These numbers tell the story of asylum cases being decided in Houston
HOUSTON – Data released this month by a Syracuse University database project showed most asylum claims made by migrants take years to be decided and are usually denied by immigration courts.
The school’s Transactional Records Access Clearinghouse has collected data on asylum cases brought to United States immigration courts since 2000.
Here’s a closer look at some key numbers found in the data regarding fiscal year 2019.
Number of cases
The data showed that there was a total of 67,406 asylum claims brought to the courts nationwide during the 2019 fiscal year. That’s up from 42,264 in the 2018 fiscal year.
In Houston, there were a total of 4,387 asylum claims that were decided by immigration judges during fiscal year 2019. In fiscal year 2018, a total of 3,129 of these cases were decided in Houston.
Of the nearly 4,387 asylum claims that were brought before Houston-area immigration judges in fiscal year 2019, about 95%, or 4,185, of them were denied.
In fiscal year 2018, the denial rate in Houston was similar.

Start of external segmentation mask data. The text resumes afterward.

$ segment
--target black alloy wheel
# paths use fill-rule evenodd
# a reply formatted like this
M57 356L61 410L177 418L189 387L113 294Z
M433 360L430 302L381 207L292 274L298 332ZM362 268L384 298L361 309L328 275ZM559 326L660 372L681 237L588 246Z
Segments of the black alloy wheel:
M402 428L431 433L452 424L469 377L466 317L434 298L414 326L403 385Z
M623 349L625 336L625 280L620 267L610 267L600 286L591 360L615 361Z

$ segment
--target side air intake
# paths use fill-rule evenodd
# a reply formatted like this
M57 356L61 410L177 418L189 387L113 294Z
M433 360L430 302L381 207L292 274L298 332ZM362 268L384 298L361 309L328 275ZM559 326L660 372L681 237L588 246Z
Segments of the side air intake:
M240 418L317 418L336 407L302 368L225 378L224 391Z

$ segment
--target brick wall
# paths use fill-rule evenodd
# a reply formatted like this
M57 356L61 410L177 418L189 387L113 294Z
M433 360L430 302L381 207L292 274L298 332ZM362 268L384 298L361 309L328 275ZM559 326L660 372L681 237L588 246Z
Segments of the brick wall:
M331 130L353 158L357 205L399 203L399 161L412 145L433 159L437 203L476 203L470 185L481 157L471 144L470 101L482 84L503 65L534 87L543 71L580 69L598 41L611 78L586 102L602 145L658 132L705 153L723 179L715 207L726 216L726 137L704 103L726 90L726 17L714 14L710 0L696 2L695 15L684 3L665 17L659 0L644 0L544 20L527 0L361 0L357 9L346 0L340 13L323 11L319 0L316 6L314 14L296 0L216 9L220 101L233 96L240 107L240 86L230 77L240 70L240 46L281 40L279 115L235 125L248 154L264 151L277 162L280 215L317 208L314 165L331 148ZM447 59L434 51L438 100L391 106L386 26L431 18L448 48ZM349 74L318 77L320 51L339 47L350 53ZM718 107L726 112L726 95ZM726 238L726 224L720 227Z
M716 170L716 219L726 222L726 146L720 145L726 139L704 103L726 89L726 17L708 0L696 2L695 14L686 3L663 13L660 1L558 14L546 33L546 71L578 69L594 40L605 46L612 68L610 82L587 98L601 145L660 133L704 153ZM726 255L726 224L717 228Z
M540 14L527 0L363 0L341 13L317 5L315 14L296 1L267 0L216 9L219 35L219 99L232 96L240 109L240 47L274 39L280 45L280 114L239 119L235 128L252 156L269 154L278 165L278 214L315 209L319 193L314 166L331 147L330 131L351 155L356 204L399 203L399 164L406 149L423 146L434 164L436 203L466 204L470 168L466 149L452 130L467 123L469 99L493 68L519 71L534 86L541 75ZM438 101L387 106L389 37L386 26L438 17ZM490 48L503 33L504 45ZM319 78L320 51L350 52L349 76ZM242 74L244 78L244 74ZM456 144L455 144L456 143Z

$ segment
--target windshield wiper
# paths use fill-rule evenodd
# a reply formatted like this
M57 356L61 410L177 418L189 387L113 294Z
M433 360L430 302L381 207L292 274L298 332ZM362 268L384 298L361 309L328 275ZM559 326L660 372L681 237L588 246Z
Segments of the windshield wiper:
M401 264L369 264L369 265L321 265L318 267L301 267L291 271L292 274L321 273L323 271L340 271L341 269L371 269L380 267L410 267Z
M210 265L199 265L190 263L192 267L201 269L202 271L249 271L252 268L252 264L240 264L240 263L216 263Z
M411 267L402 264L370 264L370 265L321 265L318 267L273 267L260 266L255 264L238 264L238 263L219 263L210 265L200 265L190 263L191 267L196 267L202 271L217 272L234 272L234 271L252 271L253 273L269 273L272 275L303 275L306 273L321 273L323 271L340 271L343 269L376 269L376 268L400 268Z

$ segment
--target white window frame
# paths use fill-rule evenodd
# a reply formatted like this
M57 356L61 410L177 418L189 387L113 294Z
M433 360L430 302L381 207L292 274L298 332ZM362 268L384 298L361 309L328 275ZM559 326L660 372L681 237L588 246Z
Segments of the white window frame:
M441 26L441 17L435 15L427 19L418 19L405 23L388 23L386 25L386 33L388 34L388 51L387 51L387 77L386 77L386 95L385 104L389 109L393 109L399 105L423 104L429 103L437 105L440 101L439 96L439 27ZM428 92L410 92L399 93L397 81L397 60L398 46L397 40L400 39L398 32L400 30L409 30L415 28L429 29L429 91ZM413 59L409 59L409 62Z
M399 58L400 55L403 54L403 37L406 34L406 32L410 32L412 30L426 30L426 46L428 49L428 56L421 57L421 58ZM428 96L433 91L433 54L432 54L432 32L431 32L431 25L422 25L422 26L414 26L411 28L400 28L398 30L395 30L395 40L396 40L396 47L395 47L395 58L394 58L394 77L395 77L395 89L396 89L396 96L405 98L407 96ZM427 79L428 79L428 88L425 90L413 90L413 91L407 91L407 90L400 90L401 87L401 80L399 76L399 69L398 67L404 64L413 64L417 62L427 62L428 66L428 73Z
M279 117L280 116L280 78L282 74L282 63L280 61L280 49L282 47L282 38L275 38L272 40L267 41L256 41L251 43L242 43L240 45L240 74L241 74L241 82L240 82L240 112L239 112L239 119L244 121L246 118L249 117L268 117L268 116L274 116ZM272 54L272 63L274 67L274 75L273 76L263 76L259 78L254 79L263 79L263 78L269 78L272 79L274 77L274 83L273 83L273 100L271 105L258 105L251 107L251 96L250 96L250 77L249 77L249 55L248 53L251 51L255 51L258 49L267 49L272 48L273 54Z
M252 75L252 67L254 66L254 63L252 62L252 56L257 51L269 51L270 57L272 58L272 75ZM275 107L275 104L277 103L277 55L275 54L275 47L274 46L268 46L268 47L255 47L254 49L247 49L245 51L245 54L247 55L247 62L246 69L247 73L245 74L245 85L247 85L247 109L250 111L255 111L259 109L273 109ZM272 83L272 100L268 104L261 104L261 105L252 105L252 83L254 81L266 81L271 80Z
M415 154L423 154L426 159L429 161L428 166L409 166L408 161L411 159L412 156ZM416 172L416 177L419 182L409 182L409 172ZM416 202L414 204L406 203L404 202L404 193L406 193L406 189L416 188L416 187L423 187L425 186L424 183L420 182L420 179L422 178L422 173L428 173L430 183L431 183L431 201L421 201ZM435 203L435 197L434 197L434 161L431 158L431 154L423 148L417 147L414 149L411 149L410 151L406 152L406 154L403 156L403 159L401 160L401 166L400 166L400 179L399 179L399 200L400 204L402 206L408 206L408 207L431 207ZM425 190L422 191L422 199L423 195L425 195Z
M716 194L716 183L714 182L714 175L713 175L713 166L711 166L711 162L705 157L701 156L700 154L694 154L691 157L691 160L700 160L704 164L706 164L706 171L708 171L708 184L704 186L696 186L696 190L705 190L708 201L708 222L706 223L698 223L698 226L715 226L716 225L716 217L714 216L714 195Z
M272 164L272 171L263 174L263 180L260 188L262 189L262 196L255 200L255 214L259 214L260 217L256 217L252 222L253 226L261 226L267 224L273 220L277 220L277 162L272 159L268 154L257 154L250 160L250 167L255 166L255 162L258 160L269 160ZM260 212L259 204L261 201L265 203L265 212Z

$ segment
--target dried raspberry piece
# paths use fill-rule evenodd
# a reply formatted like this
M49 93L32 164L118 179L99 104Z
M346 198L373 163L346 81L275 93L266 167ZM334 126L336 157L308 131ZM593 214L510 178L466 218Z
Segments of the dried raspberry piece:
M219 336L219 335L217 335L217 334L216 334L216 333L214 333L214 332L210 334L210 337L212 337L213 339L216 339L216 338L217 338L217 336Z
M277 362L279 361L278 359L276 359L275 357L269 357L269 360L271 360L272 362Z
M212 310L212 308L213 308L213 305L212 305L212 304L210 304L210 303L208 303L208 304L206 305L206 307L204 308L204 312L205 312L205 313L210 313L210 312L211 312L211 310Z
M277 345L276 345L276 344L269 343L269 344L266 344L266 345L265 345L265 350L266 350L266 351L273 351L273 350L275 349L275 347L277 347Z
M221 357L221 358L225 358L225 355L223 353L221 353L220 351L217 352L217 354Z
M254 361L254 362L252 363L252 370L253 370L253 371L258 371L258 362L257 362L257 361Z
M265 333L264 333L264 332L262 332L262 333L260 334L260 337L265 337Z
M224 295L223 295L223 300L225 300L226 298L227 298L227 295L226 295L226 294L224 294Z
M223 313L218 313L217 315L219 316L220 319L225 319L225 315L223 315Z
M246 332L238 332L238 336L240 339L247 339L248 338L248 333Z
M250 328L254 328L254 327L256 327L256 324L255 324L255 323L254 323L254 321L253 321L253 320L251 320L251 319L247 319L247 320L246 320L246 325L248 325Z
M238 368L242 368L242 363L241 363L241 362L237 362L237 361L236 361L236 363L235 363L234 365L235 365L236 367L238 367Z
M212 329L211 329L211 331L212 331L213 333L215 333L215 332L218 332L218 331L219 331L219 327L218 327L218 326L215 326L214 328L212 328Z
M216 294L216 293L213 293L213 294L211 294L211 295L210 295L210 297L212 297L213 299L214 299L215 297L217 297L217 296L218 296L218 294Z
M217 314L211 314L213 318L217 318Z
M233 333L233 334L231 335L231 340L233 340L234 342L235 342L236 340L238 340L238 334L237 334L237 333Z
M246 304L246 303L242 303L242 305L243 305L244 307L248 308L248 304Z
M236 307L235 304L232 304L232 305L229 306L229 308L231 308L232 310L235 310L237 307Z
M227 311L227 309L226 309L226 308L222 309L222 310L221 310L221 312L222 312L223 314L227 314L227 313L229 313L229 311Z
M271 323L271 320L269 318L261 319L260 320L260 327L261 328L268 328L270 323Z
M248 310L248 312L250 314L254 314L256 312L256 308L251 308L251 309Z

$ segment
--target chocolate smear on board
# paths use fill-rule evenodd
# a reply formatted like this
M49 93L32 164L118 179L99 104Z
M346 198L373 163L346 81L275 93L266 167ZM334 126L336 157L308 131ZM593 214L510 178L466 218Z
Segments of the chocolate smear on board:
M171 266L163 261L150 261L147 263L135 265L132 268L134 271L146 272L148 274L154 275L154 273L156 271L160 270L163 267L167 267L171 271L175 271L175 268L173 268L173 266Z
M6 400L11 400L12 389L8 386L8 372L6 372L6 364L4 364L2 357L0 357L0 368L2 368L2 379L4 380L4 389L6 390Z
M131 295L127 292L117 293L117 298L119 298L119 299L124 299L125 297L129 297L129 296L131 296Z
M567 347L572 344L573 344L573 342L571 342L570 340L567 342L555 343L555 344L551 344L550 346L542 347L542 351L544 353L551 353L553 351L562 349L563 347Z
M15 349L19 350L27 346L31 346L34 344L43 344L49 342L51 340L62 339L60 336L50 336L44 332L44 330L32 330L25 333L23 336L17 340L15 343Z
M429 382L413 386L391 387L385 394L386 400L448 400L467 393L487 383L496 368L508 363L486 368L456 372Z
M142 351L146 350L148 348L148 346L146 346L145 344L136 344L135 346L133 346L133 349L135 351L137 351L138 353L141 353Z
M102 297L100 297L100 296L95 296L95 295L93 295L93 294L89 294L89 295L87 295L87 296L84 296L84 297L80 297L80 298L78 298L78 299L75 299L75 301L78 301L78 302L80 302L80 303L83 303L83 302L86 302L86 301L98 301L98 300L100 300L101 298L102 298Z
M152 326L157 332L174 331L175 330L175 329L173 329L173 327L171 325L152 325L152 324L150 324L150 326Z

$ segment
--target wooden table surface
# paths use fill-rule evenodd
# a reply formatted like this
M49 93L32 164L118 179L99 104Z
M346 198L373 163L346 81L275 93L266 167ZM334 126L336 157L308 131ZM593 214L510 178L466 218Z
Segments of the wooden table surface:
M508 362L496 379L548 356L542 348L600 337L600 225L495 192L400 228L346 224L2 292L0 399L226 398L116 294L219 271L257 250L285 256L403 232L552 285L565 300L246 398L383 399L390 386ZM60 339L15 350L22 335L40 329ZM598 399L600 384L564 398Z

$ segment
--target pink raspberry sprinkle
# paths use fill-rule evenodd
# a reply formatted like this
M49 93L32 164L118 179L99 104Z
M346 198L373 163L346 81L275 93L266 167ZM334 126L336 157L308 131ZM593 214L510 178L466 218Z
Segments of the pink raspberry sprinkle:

There were a total of 2,845 claims that were denied out of a total of 3,129 cases.
The high number of denials was also seen nationwide during the 2019 fiscal year when a total of 46,743 asylum claims were denied. That is up from 27,476 claims that were denied during the 2018 fiscal year.
Houston immigration attorneys Brandon Roché and Gordon Quan both tell KPRC 2 several new rules regarding asylum have made it more difficult to win cases. The federal government has narrowed who can apply for asylum, including the “third-country transit rule.” This rule requires non-Mexican migrants to first apply for asylum in countries they pass through. If they are denied then they can apply for asylum in the US.
“All of these different restrictions are being litigated, but going forward they are in effect and having a large impact,” said Roché. “The government’s attorneys are far less likely to compromise, they can’t.”
Quan echoed those sentiments.
“There is a lot of pressure for judges to move these cases along, which gives us less time to seek alternative relief,” said Quan. “There is also not as much prosecutorial discretion as there was in the past. Their hands are tied.”
As of Jan. 22, there is a backlog of 52,503 asylum cases in the Houston area. In Texas, the backlog stands at 173,130. Nationwide, the backlog stands at more than a million cases.
In Houston, the average wait time for an asylum case to be decided is at 1,068 days, or just about three years.
That number is slightly higher than the national average of 1,030 days.
Quan said that while the backlog remains a problem, he does see a glimmer of hope.
“I just had a case move from 2023 to 2020 and I am hoping to see that with more cases," said Quan.
The Executive Office of Immigration Review reports there are a total of 14 Immigration Court judges in Houston, and seven of those were hired since Jan. 1, 2019. A new immigration court facility was also opened this month in southwest Houston.
Houston ranks fifth in the list of U.S. cities when they are ranked by the number of asylum cases that were decided there during the 2019 fiscal year.
Who’s getting approval?
Nationwide, Chinese nationals had the highest approval rates among asylum seekers during the 2019 fiscal year. That was followed by El Salvador and India.